De Bezwaarschriftenadviescommissie (hierna: de Commissie) adviseert UHT om de
bezwaren in de onderhavige zaak ongegrond te verklaren en het bestreden besluit
met kenmerk UHT-DCHA in stand te laten. Tevens adviseert de Commissie het
verzoek om een vergoeding van de proceskosten af te wijzen.

Onderwerp van advies

Het door gemachtigde namens belanghebbende ingediende bezwaarschrift is gericht tegen de door UHT genomen beschikking van 16 januari 2023 met kenmerk UHT-DCHA.

Op 5 november 2022 is de Wet van 2 november 2022 houdende regels ten behoeve van de hersteloperatie toeslagen (Wet hersteloperatie toeslagen, hierna: Wht) in werking getreden. Gelet op het bepaalde in de artikelen 8.6 en 9.2 Wht moeten de bestreden beschikkingen geacht worden te zijn genomen op grond van artikel 2.1 en verder van de Wht.

Procesverloop

  • Belanghebbende heeft op 12 juli 2021 telefonisch een herbeoordelingsverzoek ingediend voor de kinderopvangtoeslag (hierna: KOT) over de toeslagjaren 2013 tot en met 2015 en 2019. In overleg met belanghebbende is dit verzoek uitgebreid met het toeslagjaar 2012.
  • De Commissie van Wijzen (hierna: CvW) heeft haar beoordeling van het verzoek van
    belanghebbende op 4 januari 2023 aan UHT verstuurd. CvW heeft – kort samengevat – geoordeeld dat belanghebbende voor de toeslagjaren 2012 tot en met 2015 en 2019 niet in aanmerking komt voor compensatie op basis van vooringenomen handelen of hardheid.
  • Bij beschikking van 16 januari 2023, met kenmerk UHT-DCHA, heeft UHT aan
    belanghebbende medegedeeld dat zij geen recht heeft op compensatie wegens
    vooringenomenheid, hardheid of een onterechte kwalificatie opzet/grove schuld
    (hierna: O/GS) over de toeslagjaren 2012 tot en met 2015 en 2019.
  • Bij brief van 20 februari 2023 heeft gemachtigde bezwaar gemaakt tegen genoemde
    beschikking.
  • Op 1 augustus heeft de Commissie een hoorzitting gehouden in aanwezigheid van
    partijen. Een verslag hiervan is achter dit advies gevoegd.
  • Op 5 augustus 2024 heeft UHT aanvullende stukken met een toelichting ingediend.
  • Op 8 augustus 2024 heeft gemachtigde gereageerd op deze aanvullende stukken van UHT.
  • De Commissie heeft het bezwaar behandeld en het hiernavolgende advies opgesteld.

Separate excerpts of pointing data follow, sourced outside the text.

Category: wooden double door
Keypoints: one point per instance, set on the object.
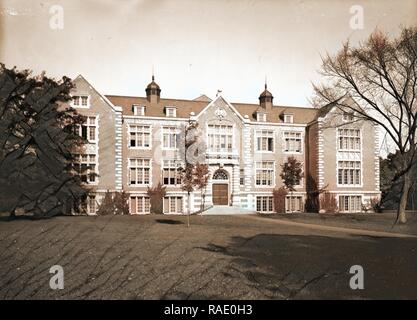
(220, 194)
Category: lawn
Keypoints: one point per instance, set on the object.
(226, 257)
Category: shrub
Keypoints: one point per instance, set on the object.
(279, 199)
(156, 198)
(376, 204)
(328, 203)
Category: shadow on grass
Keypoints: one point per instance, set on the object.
(317, 267)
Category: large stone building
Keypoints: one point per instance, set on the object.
(135, 142)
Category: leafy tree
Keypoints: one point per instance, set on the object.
(380, 75)
(114, 203)
(292, 173)
(391, 184)
(279, 195)
(36, 139)
(156, 198)
(313, 194)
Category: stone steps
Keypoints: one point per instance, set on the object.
(226, 210)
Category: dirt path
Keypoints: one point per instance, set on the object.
(152, 257)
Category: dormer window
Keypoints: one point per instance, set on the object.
(347, 116)
(288, 118)
(261, 117)
(80, 101)
(171, 112)
(138, 110)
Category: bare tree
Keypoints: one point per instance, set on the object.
(201, 177)
(380, 75)
(37, 137)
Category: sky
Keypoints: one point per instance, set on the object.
(194, 47)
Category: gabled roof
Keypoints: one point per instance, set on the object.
(184, 107)
(302, 115)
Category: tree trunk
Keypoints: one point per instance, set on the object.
(401, 215)
(189, 209)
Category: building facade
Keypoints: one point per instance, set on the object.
(136, 142)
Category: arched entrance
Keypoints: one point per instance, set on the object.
(220, 187)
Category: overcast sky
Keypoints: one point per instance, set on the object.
(195, 46)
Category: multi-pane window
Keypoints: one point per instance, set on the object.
(85, 167)
(139, 170)
(261, 117)
(171, 111)
(80, 101)
(265, 204)
(140, 136)
(294, 203)
(173, 205)
(242, 177)
(265, 140)
(348, 116)
(349, 172)
(170, 137)
(349, 139)
(138, 110)
(170, 174)
(139, 205)
(350, 203)
(265, 173)
(288, 118)
(220, 138)
(88, 130)
(292, 142)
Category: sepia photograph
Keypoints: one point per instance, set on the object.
(208, 151)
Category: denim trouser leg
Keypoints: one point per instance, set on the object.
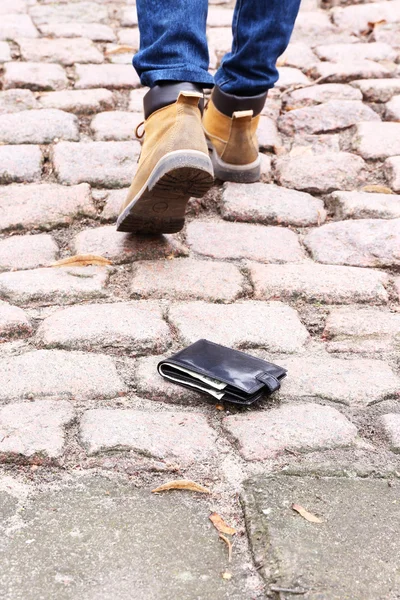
(173, 43)
(261, 32)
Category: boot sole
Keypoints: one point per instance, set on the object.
(160, 206)
(249, 173)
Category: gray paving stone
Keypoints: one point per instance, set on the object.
(187, 279)
(349, 52)
(35, 76)
(270, 205)
(34, 428)
(58, 285)
(174, 437)
(119, 247)
(13, 322)
(66, 51)
(330, 284)
(391, 169)
(326, 117)
(20, 164)
(52, 373)
(80, 101)
(115, 125)
(392, 112)
(136, 327)
(391, 425)
(362, 243)
(27, 252)
(342, 72)
(101, 537)
(377, 140)
(102, 164)
(333, 171)
(355, 382)
(16, 100)
(107, 76)
(352, 329)
(315, 557)
(324, 92)
(278, 328)
(240, 241)
(93, 31)
(14, 26)
(38, 127)
(42, 206)
(365, 205)
(378, 90)
(301, 428)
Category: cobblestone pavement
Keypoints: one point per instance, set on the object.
(302, 268)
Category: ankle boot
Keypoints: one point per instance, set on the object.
(174, 164)
(230, 123)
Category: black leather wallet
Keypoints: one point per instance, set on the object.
(223, 373)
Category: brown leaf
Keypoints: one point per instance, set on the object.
(182, 484)
(229, 544)
(380, 189)
(82, 260)
(220, 524)
(305, 514)
(119, 50)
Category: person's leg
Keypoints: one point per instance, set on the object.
(261, 33)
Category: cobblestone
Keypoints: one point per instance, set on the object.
(362, 243)
(333, 171)
(38, 127)
(13, 322)
(47, 205)
(65, 51)
(80, 101)
(35, 76)
(27, 251)
(120, 248)
(240, 241)
(20, 164)
(184, 279)
(351, 329)
(363, 205)
(356, 382)
(34, 428)
(270, 205)
(178, 437)
(57, 373)
(56, 285)
(103, 164)
(302, 428)
(278, 326)
(330, 284)
(137, 327)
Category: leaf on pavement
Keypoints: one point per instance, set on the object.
(182, 484)
(305, 514)
(82, 260)
(220, 524)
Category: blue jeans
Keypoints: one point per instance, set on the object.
(173, 44)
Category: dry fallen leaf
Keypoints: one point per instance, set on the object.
(182, 484)
(220, 524)
(305, 514)
(82, 260)
(229, 544)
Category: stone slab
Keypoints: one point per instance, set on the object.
(274, 325)
(43, 206)
(353, 554)
(46, 373)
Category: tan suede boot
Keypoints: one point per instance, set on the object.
(230, 124)
(174, 165)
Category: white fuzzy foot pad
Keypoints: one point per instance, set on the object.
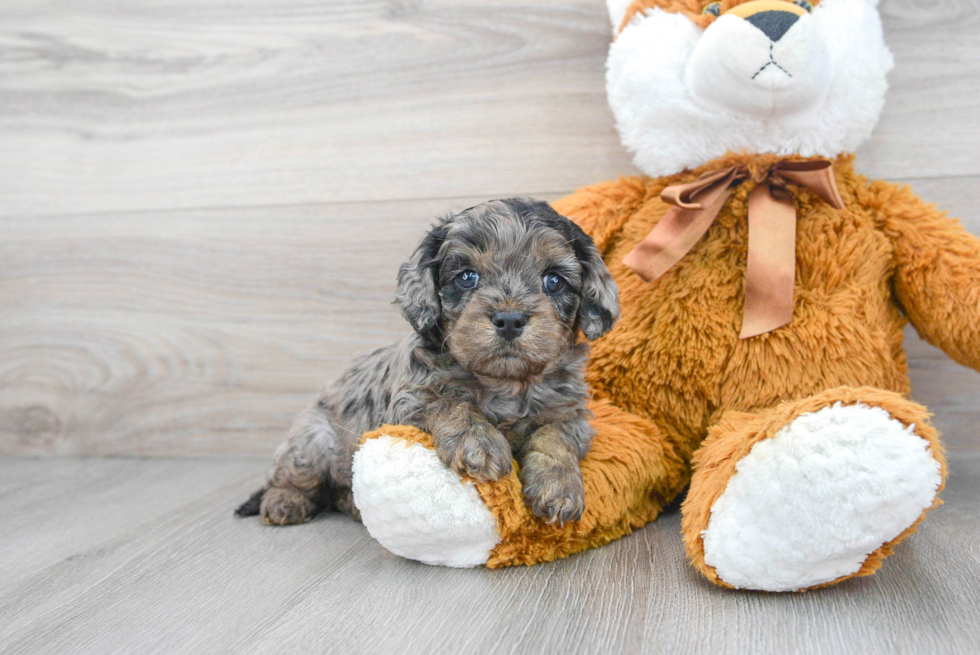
(809, 505)
(417, 508)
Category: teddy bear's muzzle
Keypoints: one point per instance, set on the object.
(763, 58)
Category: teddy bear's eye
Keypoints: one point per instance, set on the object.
(714, 9)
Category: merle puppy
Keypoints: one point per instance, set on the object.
(496, 295)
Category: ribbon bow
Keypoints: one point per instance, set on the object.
(771, 267)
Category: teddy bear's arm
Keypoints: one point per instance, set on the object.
(601, 209)
(937, 275)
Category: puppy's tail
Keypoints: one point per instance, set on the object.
(251, 506)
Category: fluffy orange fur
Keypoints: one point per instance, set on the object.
(683, 398)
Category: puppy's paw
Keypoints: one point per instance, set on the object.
(482, 453)
(285, 507)
(554, 493)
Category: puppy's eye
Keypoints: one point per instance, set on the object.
(553, 283)
(712, 9)
(468, 279)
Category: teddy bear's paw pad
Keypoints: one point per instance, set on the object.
(417, 508)
(809, 505)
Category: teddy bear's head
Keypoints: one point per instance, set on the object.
(689, 80)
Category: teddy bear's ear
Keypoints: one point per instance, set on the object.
(417, 293)
(617, 11)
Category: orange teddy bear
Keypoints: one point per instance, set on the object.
(768, 378)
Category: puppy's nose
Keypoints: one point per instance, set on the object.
(509, 324)
(773, 23)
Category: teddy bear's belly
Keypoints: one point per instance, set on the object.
(676, 357)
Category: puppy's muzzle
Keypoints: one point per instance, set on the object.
(509, 324)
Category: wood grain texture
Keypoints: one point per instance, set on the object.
(162, 104)
(183, 576)
(203, 205)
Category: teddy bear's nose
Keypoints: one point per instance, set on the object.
(773, 23)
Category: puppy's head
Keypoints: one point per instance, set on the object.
(505, 285)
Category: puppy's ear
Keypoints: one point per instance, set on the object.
(417, 294)
(598, 310)
(599, 305)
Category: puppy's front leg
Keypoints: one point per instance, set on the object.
(550, 473)
(467, 443)
(301, 467)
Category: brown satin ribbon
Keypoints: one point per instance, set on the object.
(771, 266)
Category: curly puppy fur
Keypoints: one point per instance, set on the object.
(496, 295)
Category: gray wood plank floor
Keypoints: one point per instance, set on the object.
(202, 208)
(137, 555)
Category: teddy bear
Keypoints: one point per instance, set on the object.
(758, 364)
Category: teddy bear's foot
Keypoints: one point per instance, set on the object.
(811, 493)
(417, 508)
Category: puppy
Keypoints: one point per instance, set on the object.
(496, 295)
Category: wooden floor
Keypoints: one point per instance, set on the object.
(202, 208)
(143, 555)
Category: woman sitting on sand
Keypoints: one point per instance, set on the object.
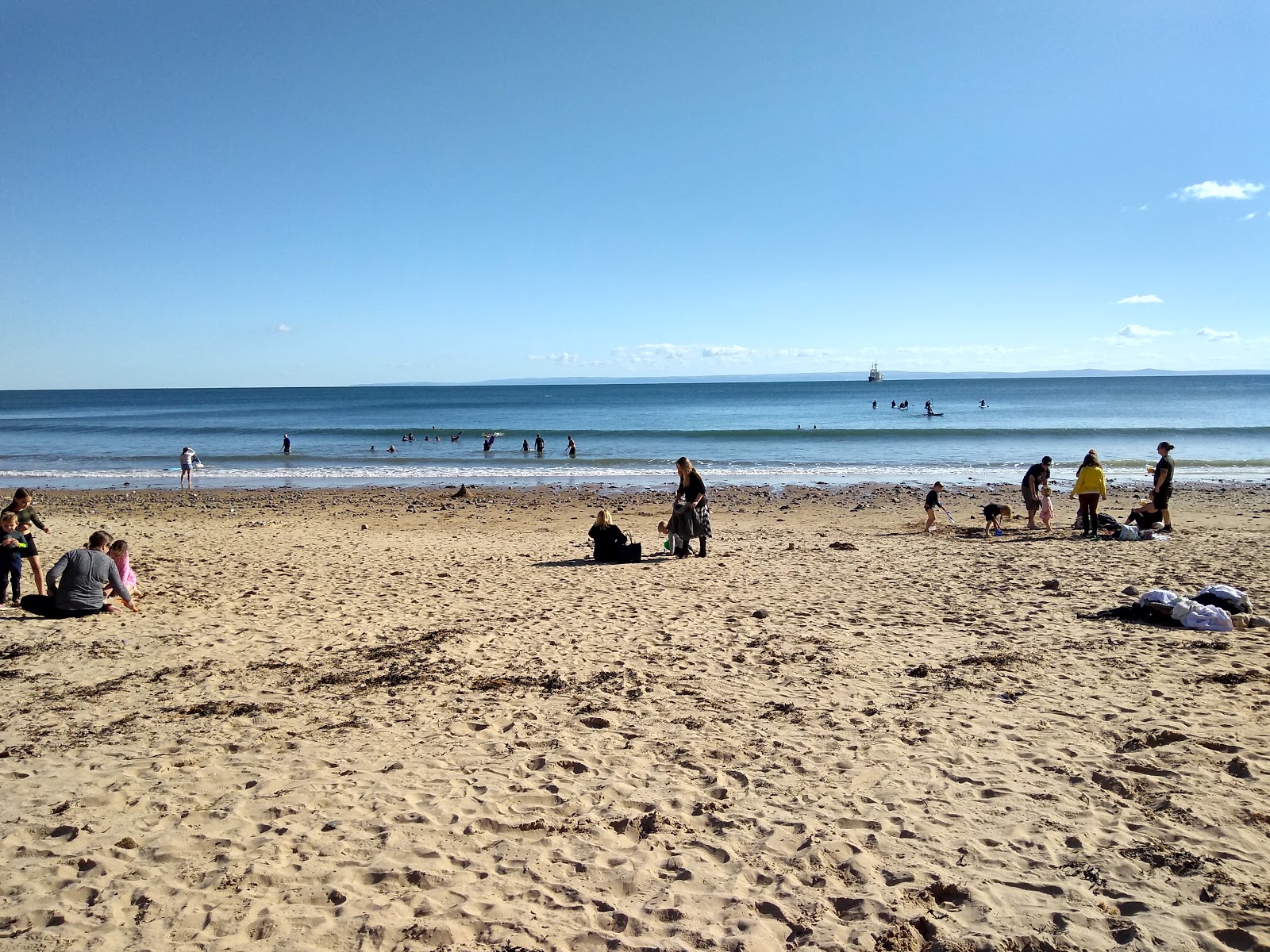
(610, 541)
(1091, 486)
(691, 517)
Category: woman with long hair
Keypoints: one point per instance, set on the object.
(691, 518)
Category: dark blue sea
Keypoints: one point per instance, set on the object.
(630, 435)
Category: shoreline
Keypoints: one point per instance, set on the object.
(1127, 479)
(413, 721)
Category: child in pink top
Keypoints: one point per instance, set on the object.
(118, 551)
(1047, 508)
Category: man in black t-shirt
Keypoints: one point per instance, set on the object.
(1161, 489)
(1035, 480)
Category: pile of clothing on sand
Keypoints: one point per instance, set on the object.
(1138, 528)
(1213, 608)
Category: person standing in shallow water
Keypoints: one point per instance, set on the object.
(691, 517)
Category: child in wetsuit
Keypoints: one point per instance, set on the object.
(13, 543)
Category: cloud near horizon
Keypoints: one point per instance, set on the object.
(1214, 190)
(564, 357)
(1134, 334)
(1226, 336)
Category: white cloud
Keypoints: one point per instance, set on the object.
(732, 352)
(1229, 336)
(1134, 334)
(653, 353)
(803, 352)
(1214, 190)
(978, 349)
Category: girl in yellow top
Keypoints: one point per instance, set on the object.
(1090, 486)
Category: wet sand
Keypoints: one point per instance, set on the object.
(451, 730)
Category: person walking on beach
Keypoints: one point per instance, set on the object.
(1090, 486)
(1034, 482)
(23, 507)
(1162, 489)
(933, 503)
(691, 516)
(78, 583)
(187, 467)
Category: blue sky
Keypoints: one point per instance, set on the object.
(318, 194)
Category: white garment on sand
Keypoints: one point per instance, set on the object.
(1208, 619)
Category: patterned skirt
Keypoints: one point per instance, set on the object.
(687, 522)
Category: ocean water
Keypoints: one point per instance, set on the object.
(630, 435)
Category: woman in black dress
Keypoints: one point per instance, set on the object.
(691, 518)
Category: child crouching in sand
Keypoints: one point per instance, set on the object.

Ontvankelijkheid en algemene opmerkingen

Niet in geschil is dat het bezwaar ontvankelijk is.

Overwegingen ten aanzien van de bezwaren en het bestreden besluit

Motivering en verzoek om stukken
Belanghebbende voert aan dat niet inzichtelijk is gemaakt hoe UHT tot afwijzing van
compensatie over de toeslagjaren 2012 tot en met 2015 en 2019 is gekomen. Omdat
belanghebbende niet het volledige persoonlijk dossier heeft ontvangen en daarom het besluit niet kan controleren, betwist zij dat de afwijzing van compensatie juist is. Het besluit zou hierom onvoldoende gemotiveerd tot stand zijn gekomen. Belanghebbende verzoekt daarnaast om de overzichten van het Landelijk Incasso Centrum (hierna: LIC) over te leggen.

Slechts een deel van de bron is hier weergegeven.